On Tuesday, City Council agreed to permit 462 units on a piece of property zoned for 350. It also said OK to adding retail, warehouse, assisted living and commercial businesses to what was initially to be residential only.
All this on a 462-acre tract near River and Plow Ground roads that is outside the urban growth boundary designed to prevent sprawl.
All this despite public support to respect the urban growth boundary as a way to maintain the rural character of Johns Island.
And all this despite the city Planning Commission’s unanimous decision to reject the additional density.
If that isn’t enough of a head-scratcher, consider this: The city of Charleston spent about five years and a lot of money in court defending the lower density of that same piece of property, which it had previously down-zoned to limit prospective development. And it won. But that was then. Now, well, things are different, it seems.
City Council, with a hard-fought court decision in its pocket, decided to go along with the property owners it had just defeated.
Chief city planner Tim Keane encouraged the change, saying the new plan would be preferable in that buildings could be clustered instead of spread out, one house on each acre and a half.
Clustering can be a better way to maintain open space, but in this case, the number of units grows by 30 percent. Adding commercial uses adds traffic and noise, and seems sure to erode the rural feel even more.

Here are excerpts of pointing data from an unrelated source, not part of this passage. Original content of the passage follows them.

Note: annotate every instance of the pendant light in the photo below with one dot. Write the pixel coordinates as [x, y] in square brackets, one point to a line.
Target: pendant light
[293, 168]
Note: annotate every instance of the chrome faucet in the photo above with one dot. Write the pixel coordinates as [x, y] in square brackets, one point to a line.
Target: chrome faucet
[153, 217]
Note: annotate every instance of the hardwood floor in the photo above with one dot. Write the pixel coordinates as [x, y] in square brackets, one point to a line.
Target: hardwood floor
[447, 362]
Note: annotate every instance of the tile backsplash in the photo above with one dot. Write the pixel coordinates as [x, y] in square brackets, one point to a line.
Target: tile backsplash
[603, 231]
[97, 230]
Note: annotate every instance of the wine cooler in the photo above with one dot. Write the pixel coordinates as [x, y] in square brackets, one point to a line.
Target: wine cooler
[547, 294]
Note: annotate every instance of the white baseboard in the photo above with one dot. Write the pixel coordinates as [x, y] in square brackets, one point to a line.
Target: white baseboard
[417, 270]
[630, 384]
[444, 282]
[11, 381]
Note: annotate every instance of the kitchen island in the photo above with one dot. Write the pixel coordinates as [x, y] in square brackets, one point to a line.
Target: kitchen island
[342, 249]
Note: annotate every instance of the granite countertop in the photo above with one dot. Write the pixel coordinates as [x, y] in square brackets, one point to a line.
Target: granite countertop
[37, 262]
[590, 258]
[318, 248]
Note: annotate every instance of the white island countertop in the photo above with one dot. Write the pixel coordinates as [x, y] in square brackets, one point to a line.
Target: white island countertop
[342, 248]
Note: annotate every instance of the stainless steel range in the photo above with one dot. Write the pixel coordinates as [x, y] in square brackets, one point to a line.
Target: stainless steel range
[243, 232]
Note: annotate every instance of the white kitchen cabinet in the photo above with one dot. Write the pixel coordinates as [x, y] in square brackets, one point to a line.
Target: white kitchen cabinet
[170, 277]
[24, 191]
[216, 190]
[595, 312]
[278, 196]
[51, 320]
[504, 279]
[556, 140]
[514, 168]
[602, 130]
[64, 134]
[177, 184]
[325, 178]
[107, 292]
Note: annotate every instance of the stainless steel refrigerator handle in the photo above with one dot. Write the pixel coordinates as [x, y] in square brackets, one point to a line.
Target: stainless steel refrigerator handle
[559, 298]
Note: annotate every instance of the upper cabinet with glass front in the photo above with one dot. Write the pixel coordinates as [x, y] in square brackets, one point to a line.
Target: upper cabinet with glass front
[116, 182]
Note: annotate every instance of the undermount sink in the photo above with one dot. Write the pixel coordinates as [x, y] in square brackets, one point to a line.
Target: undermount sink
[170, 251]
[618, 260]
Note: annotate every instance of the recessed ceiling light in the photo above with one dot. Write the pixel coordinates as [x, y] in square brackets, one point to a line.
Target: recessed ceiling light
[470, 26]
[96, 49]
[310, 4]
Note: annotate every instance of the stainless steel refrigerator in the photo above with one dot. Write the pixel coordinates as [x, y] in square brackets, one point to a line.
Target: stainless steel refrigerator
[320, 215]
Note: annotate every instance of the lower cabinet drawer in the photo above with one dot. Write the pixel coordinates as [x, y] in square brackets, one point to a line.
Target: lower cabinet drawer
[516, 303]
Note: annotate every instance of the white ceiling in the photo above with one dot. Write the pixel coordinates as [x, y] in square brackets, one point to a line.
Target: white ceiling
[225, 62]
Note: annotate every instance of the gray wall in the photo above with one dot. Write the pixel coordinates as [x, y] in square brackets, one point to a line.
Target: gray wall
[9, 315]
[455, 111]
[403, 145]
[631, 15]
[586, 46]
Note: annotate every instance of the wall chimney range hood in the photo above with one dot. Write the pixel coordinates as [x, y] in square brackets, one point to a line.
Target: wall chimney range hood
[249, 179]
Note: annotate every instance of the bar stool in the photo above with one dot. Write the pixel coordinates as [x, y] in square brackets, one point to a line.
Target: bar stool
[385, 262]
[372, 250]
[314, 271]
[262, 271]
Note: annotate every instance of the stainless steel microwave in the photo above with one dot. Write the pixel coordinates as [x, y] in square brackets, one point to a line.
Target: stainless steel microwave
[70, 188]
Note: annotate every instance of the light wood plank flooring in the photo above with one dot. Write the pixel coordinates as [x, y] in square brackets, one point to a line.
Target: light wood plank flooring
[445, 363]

When Charleston annexed land on Johns Island, residents feared that their island would come to look like James Island, more dense and less green.
Over the years, the city has reassured Johns Islanders by first implementing and then supporting the urban growth boundary, which is intended to protect rural areas and direct development to areas that are already urbanizing.
It is understandable that some feel betrayed and angry at this recent change.
Mr. Keane said that the boundary does not say “no growth” on the rural side of the line, only that it is less dense than urban areas.
But the density that the city has served up willingly to the developer is still more dense than it needs to be — substantially so.
The city has been trying to rally support on the island for the completion of I-526, despite the development that is sure to follow that project. Its dubious action on this rezoning could shake people’s trust in city promises.
And cause the Planning Commission to question its role in city government.
And make residents think their voices aren’t been heard.
And chisel away at the rural character remaining on Johns Island.